Le tonnerre grondant me réveilla d'un coup. Mes yeux s'ouvrirent brusquement et découvrirent le visage de Mania encore à moitié endormie. Dehors, l'horizon nocturne s'était encore plus assombri et se faisait menaçant.
"- Je ne me rappelle pas d'hier soir, lui annonçai-je d'une voix pâteuse.
- Vraiment pas? répondit-elle en se redressant sur le lit."
Je tentai alors de revenir à la soirée d'hier mais je ne voyais rien. Le noir, le vide. Me voyant mener un combat intérieur et comprenant ce qui se passait, Mania abrégea mes recherches inutiles.

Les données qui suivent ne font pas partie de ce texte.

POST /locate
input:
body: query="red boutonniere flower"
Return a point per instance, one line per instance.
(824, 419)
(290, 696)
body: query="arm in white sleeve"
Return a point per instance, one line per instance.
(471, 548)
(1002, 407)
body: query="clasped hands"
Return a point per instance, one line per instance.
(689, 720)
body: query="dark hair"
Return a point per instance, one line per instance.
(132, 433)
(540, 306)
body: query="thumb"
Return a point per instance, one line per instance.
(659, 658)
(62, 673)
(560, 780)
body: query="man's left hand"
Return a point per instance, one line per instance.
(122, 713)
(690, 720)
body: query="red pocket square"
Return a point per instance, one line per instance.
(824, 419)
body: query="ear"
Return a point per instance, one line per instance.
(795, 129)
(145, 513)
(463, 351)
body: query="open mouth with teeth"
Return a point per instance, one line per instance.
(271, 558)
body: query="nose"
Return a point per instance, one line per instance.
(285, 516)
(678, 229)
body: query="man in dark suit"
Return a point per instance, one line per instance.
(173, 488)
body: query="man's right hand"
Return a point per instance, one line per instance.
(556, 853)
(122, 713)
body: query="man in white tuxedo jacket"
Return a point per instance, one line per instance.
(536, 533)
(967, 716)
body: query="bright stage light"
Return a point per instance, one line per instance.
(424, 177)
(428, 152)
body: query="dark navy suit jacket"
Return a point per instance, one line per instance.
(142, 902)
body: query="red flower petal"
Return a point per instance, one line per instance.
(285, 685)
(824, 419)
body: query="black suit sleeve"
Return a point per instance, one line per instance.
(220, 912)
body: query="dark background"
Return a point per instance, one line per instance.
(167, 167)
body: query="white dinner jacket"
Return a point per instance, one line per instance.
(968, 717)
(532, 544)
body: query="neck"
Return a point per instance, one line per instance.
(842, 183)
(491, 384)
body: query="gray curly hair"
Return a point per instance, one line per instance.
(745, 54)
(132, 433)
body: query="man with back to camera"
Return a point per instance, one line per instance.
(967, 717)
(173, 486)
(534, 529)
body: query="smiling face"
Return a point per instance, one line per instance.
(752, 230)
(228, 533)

"- Encore un de tes trous de mémoire Sophie? Ne t'en fais pas, ce n'est rien de bien important. Nous avons juste regardé un film d'horreur - par ailleurs j'aurais cru que sa violence t'aurait marquée - et puis, nous sommes allées nous coucher.
- Quelques images me reviennent! Du sang... Tant de sang... Partout sur le sol... Partout sur la fille... Partout sur sa victime... Quelle folle!"
Mon amie acquiesça avant de reposer sa tête sur l'oreiller. Je restais assise, essayant en vain de faire émerger d'autres détails de la veille. Un bruit indistinct parvint du salon. Ma mère était donc rentrée? Un autre son, plus lourd, plus fort.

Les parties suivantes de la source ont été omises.